When we personalise education we help our children take ownership of and responsibility for their learning: it is something they do because they need to grow and want to be become adults rather than something that happens passively to them because other people think it is a good idea.
When we become fully engaged in one topic or area of life we naturally use, build and reinforce skills and knowledge from other areas to support our learning.
Say, for example, for a 15 year old decides to spend months pulling apart and repairing or rebuilding a car, learning about road safety, rules, working safely, purchasing parts, working with others, researching information on forums and the internet, fixing dents, respraying, etc. Some would say this is a hobby or an interest. I'd call it a curriculum - describe it as a course.
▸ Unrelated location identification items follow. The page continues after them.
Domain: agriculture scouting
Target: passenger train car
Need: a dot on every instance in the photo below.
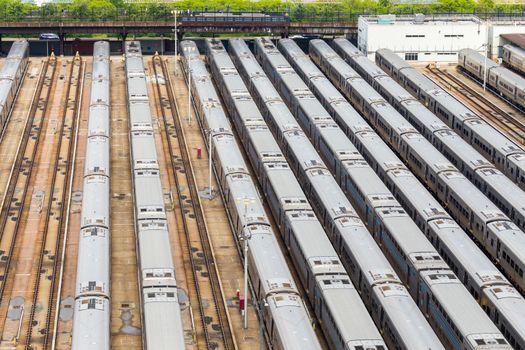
(162, 321)
(322, 274)
(505, 194)
(502, 80)
(286, 318)
(436, 287)
(514, 58)
(11, 76)
(92, 315)
(474, 269)
(507, 156)
(380, 287)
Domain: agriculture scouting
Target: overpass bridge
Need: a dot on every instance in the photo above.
(219, 23)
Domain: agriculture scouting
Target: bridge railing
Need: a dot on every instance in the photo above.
(16, 12)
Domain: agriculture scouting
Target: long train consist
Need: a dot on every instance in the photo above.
(514, 58)
(386, 298)
(500, 189)
(91, 325)
(467, 204)
(507, 156)
(439, 292)
(322, 274)
(502, 80)
(161, 311)
(11, 76)
(479, 275)
(285, 316)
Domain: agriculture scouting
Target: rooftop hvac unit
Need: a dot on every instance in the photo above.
(386, 19)
(419, 18)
It is possible to write this up as a course coordinator for TAFE or Year 12 would present it - a six month course in Automobile Repair and Servicing. Bullet point some of the main skills covered: 'communicating with peers and experts in a variety of ways to obtain, share, formulate and discuss ideas, experience, results using written and oral media', etc. (Basically asking the guy over the counter some questions, sending emails, replying to forums, chatting with like-minded friends, etc!)
We're home educators and we're carving a new path in education experience (actually a very old one!). And, at the moment and hopefully for the foreseeable future, we're able to it in whichever way we want. We have the ability to show them that the nature of home education is different from school and that although it achieves the same outcomes and covers the same ground as required by the school curriculum it does it can do it vastly different ways - many of them more akin to how adults learn in tertiary education than how children learn in classrooms.
Such examples of recording confidently and assertively presented in our applications and reviews educate those making and applying the rules just how innovative and superior home education is compared to what is happening in classrooms. Eventually, gradually we will collectively begin to make a difference.